Fernanda Chagas e agências

Com o corte de R$ 50 bilhões nas despesas, anunciado pelo ministro Guido Mantega (Fazenda), esta semana, os ministérios das Cidades e dos Esportes, ambas comandadas por baianos – Mário Negromonte (PP) e Orlando Silva (PCdoB) – , estão no rol dos que mais serão prejudicados. O detalhamento dos cortes ainda não foi divulgado, mas como já se sabe que as emendas propostas por parlamentares, que somavam R$ 21 bilhões, foram contingenciadas quase que completamente, restando apenas R$ 1 bilhão, as pastas em que há mais emendas já conseguem antecipar o prejuízo.

No caso das Cidades, cujo orçamento é de R$ 18,5 bilhões, somente as emendas somam R$ 3,4 bilhões; enquanto a pasta de Esporte R$ 1,2 bilhão.
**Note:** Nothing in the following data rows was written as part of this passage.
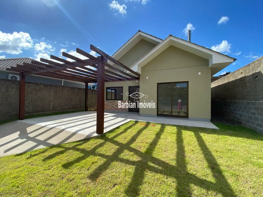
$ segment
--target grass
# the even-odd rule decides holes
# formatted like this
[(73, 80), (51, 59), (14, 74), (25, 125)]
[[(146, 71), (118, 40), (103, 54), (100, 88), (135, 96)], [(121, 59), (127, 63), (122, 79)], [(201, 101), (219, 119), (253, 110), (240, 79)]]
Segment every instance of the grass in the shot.
[[(48, 114), (38, 114), (37, 115), (28, 115), (25, 117), (25, 118), (26, 119), (27, 119), (30, 118), (38, 118), (39, 117), (43, 117), (44, 116), (48, 116), (50, 115), (60, 115), (60, 114), (69, 114), (72, 113), (76, 113), (76, 112), (84, 112), (84, 110), (79, 110), (75, 111), (68, 111), (67, 112), (54, 112), (53, 113), (51, 113)], [(9, 120), (2, 120), (0, 121), (0, 125), (3, 125), (6, 123), (8, 123), (11, 122), (13, 121), (15, 121), (18, 120), (18, 119), (14, 118)]]
[(0, 195), (263, 196), (263, 135), (151, 124), (1, 158)]

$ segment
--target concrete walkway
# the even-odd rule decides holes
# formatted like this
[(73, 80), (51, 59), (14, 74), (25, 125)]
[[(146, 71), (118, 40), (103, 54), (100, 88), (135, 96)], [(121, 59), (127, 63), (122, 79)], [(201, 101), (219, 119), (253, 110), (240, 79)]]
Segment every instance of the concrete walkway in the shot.
[[(96, 116), (96, 112), (85, 112), (18, 120), (0, 125), (0, 156), (97, 135)], [(209, 122), (105, 113), (104, 132), (130, 120), (218, 129)]]

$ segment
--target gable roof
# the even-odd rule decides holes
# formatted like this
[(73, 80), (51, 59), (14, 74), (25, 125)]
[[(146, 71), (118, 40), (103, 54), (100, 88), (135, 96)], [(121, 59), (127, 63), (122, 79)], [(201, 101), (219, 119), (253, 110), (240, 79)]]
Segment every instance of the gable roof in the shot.
[[(117, 60), (119, 60), (142, 39), (156, 45), (158, 45), (163, 40), (160, 38), (139, 30), (111, 56)], [(113, 64), (113, 62), (109, 61), (108, 63), (111, 65)]]
[(214, 74), (237, 59), (170, 35), (130, 68), (140, 74), (142, 67), (171, 45), (209, 60), (209, 67), (215, 68), (211, 69), (211, 71), (213, 70), (211, 72), (216, 72), (219, 70)]
[(16, 67), (17, 64), (22, 65), (24, 62), (30, 64), (32, 60), (36, 61), (29, 58), (0, 58), (0, 67), (6, 68), (11, 67)]

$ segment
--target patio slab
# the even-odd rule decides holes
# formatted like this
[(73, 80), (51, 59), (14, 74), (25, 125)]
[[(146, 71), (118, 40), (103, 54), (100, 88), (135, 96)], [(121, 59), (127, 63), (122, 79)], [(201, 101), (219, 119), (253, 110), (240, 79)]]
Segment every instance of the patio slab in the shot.
[[(96, 112), (84, 112), (18, 120), (0, 125), (0, 156), (97, 135)], [(130, 120), (218, 129), (209, 122), (105, 113), (104, 132)]]

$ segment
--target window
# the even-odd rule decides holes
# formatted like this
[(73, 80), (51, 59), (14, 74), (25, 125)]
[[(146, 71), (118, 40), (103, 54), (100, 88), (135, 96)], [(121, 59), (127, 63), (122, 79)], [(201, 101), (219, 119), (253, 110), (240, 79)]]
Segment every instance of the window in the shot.
[(157, 115), (188, 117), (188, 82), (157, 85)]
[(123, 87), (106, 88), (106, 100), (123, 100)]

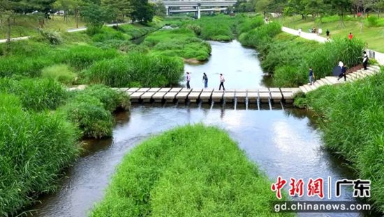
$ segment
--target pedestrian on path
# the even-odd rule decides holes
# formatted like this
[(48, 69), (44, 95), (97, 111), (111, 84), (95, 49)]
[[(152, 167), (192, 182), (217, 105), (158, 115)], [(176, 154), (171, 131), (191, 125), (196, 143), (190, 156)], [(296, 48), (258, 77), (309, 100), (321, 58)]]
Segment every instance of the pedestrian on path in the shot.
[(339, 66), (343, 68), (343, 66), (344, 66), (344, 63), (341, 61), (339, 61)]
[(341, 73), (339, 75), (339, 78), (337, 79), (337, 81), (340, 80), (341, 78), (344, 77), (344, 81), (347, 81), (347, 67), (346, 65), (344, 65), (341, 67)]
[(223, 90), (226, 90), (226, 88), (224, 88), (225, 81), (226, 81), (226, 79), (224, 79), (224, 77), (223, 76), (223, 74), (220, 74), (220, 86), (219, 86), (219, 90), (221, 90), (221, 87), (223, 87)]
[(204, 88), (208, 88), (208, 77), (205, 72), (204, 72), (204, 75), (202, 76), (202, 81), (204, 82)]
[(364, 70), (367, 70), (367, 66), (368, 65), (368, 55), (366, 51), (364, 51), (363, 54), (362, 65), (364, 66)]
[(189, 81), (191, 81), (191, 74), (190, 72), (186, 72), (186, 88), (191, 89), (191, 86), (189, 86)]
[(313, 73), (313, 70), (312, 70), (312, 67), (309, 67), (309, 85), (313, 84), (313, 79), (315, 78), (315, 74)]
[(349, 40), (352, 40), (353, 38), (353, 35), (352, 35), (352, 33), (349, 33), (348, 38), (349, 38)]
Vale lembrar que tanto o ministério das Cidades como de Esportes são de extrema importância para a concretização de obras para a Copa de 2014, onde Salvador está entre cidades-sede.

Contudo, como forma de garantir que o estado não seja tão penalizado, o governador Jaques Wagner não perdeu tempo e após anúncio que, sem dúvida, deixou os governantes em polvorosa, rumou para Brasília, onde participou de segunda audiência oficial com a presidente Dilma Rousseff, no Palácio do Planalto. Na ocasião, o governador apresentou o andamento dos projetos da Bahia de mobilidade urbana e das obras para a Copa do Mundo. Também relatou à presidente o início das obras da Arena Fonte Nova e outras necessidades de Salvador e Região Metropolitana com vistas ao Mundial.

O objetivo do líder petista é garantir que não haja dificuldades no repasse de recursos para a Bahia, porque, segundo ele mesmo explica, os projetos já estão sendo desenvolvidos. Dilma, conforme a assessoria do governador, se mostrou entusiasmada com o andamento das obras da Fonte Nova, as mais adiantadas entre os estádios para a Copa 2014. Além do avanço das obras da arena, Wagner conversou com a “companheira” sobre o canal de tráfego exclusivo para o transporte de massa na Avenida Paralela e garantiu à presidente Dilma que as obras da Bahia são viáveis.

Segundo a ministra do Planejamento, Miriam Belchior, o país precisava em 2009 e 2010, para enfrentar a crise internacional, aumentar o gasto público como ação anticíclica. “Foi feito, deu certo, o país conseguiu sair da crise mais rapidamente do que todos os outros. Não se pode comparar momentos diferentes. Não tem nada de consertar o que o presidente Lula fez. O momento que a gente vivia era outro e agora é este”.

Somente a secretaria de Educação será preservada, conforme assegurou a presidente em reunião com o ministro da Educação, Fernando Haddad, recebeu a garantia de que a pasta será preservada. Porém pequenos cortes não serão descartados. Nem mesmo as agências reguladoras, que o governo Dilma pretende reforçar, devem escapar.